You know those moments in life where your thoughts are SO LOUD? Blaring over all actions your preforming as you watch them race and bounce through your head. All the sudden I realized how badly I would give anything just to be able to see him face to face one more time... Just to spend one more night together, limbs as one and hearts beating together with our chest plates pressed tight together.
As I sit there in the shower and let the wave pass I laid down on my back and just let the water hit me wherever it pleased. Staring up at my shower, watching the water run down and the little droplets on the ceiling in such a perfect formation, life just felt so poetic down there. Everything I was feeling had imagery of perfect poetry lines scribbling down in my head mixed with the oh so fitting vision I was looking up at. It was beautiful.
You know that feeling where the whole world is spinning around you and you're kind of in the eye of the storm? At a stand still? That's where I was. Or, maybe everything around me was still and I was the one spinning. It was calm.
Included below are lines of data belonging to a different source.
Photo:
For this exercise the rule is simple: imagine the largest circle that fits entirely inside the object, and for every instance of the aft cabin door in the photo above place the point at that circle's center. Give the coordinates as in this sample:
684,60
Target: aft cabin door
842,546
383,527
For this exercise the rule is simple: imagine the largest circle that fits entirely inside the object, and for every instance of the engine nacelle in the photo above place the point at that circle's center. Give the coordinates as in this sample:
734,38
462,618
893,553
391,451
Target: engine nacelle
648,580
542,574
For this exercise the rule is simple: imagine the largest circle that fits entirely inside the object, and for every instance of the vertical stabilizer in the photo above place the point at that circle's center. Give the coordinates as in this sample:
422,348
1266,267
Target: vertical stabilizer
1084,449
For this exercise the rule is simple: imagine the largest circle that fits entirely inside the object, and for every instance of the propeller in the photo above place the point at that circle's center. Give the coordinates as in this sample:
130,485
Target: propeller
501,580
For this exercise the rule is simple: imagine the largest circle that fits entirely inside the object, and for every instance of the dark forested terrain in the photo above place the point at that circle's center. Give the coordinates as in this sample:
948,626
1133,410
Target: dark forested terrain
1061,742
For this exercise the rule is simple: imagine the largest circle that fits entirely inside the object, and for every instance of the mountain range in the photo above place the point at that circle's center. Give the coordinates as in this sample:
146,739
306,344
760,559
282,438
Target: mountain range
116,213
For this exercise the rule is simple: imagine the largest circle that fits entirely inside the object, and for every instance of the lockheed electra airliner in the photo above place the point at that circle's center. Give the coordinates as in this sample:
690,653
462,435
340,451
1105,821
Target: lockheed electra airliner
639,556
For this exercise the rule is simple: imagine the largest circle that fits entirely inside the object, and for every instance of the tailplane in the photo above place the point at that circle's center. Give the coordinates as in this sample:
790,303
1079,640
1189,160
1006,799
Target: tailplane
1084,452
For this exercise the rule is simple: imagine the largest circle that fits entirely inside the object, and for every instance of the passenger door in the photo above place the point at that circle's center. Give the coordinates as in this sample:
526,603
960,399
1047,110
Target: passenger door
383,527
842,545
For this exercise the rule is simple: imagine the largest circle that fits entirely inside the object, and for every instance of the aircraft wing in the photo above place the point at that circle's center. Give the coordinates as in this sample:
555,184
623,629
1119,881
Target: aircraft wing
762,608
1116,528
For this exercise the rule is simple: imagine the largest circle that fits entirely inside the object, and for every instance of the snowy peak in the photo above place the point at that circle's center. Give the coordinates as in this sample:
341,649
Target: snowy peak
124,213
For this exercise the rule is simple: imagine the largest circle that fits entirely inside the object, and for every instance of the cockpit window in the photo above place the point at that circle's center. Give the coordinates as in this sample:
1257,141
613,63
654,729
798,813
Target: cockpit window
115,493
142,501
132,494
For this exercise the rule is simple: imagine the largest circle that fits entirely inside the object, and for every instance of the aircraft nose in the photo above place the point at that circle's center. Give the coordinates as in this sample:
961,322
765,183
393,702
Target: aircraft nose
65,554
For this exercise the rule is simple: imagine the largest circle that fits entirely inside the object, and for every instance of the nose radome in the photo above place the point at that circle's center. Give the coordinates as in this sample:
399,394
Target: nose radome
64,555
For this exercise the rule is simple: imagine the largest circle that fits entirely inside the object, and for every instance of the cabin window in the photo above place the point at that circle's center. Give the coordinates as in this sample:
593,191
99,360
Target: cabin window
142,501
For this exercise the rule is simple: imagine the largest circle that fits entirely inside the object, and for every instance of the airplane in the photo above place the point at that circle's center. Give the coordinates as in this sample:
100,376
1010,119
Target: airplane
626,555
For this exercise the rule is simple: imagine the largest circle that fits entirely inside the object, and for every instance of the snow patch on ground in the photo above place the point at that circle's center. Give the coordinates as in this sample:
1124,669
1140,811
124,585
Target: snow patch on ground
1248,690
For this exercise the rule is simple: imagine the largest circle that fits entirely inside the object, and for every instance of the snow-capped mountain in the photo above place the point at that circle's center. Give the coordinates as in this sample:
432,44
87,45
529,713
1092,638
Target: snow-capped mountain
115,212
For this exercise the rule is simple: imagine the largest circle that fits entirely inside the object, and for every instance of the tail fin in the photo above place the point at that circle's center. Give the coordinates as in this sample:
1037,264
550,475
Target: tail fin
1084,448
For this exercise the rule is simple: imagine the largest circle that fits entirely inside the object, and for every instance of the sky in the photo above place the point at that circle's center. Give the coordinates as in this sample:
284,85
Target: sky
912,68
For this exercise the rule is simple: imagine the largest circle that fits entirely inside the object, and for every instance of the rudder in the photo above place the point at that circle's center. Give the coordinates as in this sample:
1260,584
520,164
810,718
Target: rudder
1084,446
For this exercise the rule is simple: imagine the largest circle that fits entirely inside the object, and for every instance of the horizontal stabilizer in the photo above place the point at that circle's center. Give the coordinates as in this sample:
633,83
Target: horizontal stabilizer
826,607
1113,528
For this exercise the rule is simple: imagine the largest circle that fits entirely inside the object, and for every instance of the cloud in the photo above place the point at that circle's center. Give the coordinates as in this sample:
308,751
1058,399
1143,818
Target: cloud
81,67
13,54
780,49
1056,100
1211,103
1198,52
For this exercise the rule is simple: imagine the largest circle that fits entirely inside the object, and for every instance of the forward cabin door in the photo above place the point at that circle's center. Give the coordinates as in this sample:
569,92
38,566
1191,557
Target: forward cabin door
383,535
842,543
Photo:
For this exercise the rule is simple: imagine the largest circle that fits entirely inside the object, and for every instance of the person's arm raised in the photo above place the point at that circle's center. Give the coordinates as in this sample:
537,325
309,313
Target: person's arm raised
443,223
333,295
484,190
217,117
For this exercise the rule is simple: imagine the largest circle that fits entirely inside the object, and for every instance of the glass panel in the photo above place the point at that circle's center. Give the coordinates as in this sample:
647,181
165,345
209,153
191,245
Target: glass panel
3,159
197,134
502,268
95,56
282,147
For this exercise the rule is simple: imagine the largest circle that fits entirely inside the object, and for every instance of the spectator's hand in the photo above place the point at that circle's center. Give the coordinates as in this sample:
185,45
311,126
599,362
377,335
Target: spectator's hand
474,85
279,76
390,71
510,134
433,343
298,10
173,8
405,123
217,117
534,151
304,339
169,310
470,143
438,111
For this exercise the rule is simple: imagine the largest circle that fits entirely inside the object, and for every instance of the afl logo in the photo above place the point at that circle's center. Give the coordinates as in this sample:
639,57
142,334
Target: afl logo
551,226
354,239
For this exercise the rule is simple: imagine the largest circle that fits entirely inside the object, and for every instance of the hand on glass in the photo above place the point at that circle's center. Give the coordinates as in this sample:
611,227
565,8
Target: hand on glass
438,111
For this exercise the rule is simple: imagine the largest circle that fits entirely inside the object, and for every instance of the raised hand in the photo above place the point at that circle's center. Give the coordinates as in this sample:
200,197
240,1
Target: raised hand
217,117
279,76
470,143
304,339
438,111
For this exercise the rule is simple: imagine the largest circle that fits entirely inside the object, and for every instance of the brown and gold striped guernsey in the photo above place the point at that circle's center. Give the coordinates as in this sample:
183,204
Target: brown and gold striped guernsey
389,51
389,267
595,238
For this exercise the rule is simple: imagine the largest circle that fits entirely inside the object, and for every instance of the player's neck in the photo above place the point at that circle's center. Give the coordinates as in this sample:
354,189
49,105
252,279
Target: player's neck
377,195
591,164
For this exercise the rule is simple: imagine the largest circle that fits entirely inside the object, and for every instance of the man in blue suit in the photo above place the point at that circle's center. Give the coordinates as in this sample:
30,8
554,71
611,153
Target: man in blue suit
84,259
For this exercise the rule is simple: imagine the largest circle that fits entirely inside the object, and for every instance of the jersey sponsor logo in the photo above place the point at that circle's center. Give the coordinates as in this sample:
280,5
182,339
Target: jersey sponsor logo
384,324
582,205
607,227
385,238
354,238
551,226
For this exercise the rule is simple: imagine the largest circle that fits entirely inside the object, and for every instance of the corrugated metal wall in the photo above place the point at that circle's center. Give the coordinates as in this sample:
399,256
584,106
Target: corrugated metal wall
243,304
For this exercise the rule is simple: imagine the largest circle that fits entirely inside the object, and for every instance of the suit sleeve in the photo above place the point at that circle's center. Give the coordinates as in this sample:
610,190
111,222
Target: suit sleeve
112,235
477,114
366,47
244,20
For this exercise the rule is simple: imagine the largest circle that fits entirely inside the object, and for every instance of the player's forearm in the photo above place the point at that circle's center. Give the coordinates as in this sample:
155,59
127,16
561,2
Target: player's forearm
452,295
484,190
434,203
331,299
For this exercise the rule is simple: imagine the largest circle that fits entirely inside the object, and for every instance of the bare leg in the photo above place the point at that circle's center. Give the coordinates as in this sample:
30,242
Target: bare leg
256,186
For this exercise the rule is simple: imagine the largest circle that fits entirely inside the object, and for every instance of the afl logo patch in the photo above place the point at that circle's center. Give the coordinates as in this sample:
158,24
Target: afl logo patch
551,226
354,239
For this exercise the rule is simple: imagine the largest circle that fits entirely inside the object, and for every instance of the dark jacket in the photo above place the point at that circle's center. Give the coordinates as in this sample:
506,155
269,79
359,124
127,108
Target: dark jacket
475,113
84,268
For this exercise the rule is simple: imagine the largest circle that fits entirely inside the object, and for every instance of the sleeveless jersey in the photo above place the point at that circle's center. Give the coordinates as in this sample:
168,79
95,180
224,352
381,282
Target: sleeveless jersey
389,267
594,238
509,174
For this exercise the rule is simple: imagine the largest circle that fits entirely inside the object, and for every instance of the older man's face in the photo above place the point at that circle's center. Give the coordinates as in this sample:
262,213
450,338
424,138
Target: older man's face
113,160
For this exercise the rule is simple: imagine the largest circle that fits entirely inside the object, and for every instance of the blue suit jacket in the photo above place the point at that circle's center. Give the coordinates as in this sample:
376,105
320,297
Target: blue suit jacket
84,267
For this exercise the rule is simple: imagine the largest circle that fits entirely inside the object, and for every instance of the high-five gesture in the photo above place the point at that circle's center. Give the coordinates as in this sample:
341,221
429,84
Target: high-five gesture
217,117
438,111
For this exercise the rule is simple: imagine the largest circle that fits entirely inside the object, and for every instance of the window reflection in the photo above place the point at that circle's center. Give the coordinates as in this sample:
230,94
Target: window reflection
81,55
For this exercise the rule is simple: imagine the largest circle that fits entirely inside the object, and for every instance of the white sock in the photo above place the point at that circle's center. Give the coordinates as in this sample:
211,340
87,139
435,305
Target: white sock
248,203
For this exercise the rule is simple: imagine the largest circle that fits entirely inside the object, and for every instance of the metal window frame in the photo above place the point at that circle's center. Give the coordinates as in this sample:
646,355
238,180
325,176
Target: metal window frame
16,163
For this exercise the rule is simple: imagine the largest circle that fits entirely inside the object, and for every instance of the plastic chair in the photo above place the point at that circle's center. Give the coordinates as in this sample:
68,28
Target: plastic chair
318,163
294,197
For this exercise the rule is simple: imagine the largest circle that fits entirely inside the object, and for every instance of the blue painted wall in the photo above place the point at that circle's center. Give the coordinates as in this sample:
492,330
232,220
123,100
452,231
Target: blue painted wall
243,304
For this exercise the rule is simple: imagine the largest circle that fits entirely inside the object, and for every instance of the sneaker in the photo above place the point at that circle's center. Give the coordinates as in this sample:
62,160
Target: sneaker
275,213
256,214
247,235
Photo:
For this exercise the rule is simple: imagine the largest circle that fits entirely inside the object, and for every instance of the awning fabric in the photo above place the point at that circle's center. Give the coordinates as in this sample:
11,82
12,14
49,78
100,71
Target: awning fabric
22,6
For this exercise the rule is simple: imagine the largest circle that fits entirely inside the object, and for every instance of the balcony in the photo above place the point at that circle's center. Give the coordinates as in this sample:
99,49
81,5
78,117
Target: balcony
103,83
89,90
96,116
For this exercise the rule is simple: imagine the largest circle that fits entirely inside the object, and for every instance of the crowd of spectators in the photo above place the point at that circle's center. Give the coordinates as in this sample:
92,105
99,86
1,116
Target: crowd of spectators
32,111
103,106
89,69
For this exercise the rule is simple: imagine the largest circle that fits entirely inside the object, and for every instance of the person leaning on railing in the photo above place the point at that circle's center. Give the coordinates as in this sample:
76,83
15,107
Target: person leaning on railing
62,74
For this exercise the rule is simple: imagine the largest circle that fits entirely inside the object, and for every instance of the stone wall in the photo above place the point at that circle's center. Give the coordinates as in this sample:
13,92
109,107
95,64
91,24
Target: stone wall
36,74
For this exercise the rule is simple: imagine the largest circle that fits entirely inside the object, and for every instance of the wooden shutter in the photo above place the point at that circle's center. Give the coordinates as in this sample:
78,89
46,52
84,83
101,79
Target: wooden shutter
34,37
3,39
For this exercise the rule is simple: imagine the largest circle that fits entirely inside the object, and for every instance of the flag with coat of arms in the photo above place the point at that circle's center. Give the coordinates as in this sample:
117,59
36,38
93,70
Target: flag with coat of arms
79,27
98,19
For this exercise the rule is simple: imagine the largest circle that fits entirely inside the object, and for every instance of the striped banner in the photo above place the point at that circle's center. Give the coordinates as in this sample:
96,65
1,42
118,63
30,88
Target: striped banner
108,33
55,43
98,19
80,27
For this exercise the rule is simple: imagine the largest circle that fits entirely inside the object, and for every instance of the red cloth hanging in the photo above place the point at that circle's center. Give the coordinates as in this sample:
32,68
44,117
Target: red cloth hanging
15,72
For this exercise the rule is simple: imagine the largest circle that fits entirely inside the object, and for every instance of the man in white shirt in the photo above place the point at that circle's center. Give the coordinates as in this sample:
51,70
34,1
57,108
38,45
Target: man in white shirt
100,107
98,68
All I know is my heart was radiating like it hadn't in months and I genuinely felt beautiful as I hurt for everything we would never be. I saw a beauty in myself and in the connection we had... I felt it on his side to. Do y'all think that's possible? When you've loved someone to be able to "feel" each other? It's also very possible I'm insane or something.
My heart is warm and hurting right now and I was close to positive I had a point to make when I started typing this. It's 1:30 am on Christmas Eve.